Democratic leaders and the White House on Thursday put on the table a top line number of $2.1 trillion in an attempt to forge an agreement between moderates and progressives on passing President Biden’s agenda.
The proposal is fluid, but the number serves as the baseline officials are working off of in an effort to construct an agreement around the elements of climate, home and child care and health care, according to two people with knowledge of the efforts.
The idea isn’t to lock in a final specific list of policy provisions — and several different have been proposed as potentially in or out — but instead an effort coalesce behind what can be agreed on broadly within that spending level.
That rough sketch, however, wasn’t sitting well with Sen. Joe Manchin, who after two plus hours in his hideaway with Sen. Kyrsten Sinema and then White House officials emerged around 10 p.m. ET to announce he saw no path forward on a deal Thursday night.,
“I’m at $1.5 trillion. I think $1.5 trillion does exactly what we need to do to take care of our children, take care of people at the end of life,” Manchin said.
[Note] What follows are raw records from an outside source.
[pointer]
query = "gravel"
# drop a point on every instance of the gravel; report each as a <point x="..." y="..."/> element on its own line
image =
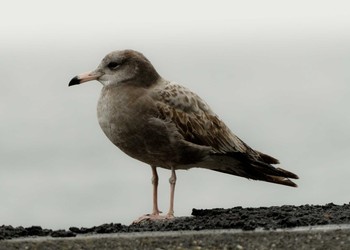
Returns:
<point x="258" y="223"/>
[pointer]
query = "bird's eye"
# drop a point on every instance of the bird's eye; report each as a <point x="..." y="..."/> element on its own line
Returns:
<point x="113" y="65"/>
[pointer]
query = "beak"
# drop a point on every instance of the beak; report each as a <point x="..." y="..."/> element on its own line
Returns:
<point x="85" y="77"/>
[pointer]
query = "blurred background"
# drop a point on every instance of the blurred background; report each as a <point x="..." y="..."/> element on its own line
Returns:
<point x="277" y="73"/>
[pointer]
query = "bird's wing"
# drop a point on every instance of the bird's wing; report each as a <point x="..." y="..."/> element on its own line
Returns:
<point x="196" y="122"/>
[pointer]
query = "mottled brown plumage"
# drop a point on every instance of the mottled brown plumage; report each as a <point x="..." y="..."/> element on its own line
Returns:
<point x="166" y="125"/>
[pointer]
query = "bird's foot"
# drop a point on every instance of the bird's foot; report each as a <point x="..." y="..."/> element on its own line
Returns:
<point x="153" y="217"/>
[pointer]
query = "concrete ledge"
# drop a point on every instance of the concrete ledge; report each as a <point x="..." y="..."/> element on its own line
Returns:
<point x="328" y="237"/>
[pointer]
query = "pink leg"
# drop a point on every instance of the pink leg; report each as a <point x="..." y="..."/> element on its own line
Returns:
<point x="172" y="182"/>
<point x="155" y="211"/>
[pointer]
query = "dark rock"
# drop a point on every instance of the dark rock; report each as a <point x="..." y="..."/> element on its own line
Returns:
<point x="62" y="233"/>
<point x="269" y="218"/>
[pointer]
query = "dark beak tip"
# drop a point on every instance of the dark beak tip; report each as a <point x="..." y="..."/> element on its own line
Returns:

White House officials have been clear behind closed doors, according to multiple people familiar with the conversations, that they need to see a number at or over $2 trillion in order to have any chance to bring progressives on board.
The working theory Manchin can be moved up (and his refusal to directly answer CNN’s Manu Raju about whether $1.5 trillion was his absolute ceiling was closely noted by White House officials), and progressives, knowing Manchin’s position, could come down given the stakes and, actual historic scale of even $2 trillion.
Manchin, even as he was walking out of a late-night meeting with Biden’s top negotiators, made clear he was still at $1.5 trillion.
No progressive has signed off on anything as low as $2 trillion at this point, and the public position has said nothing about a framework – only Senate action on an actual proposal.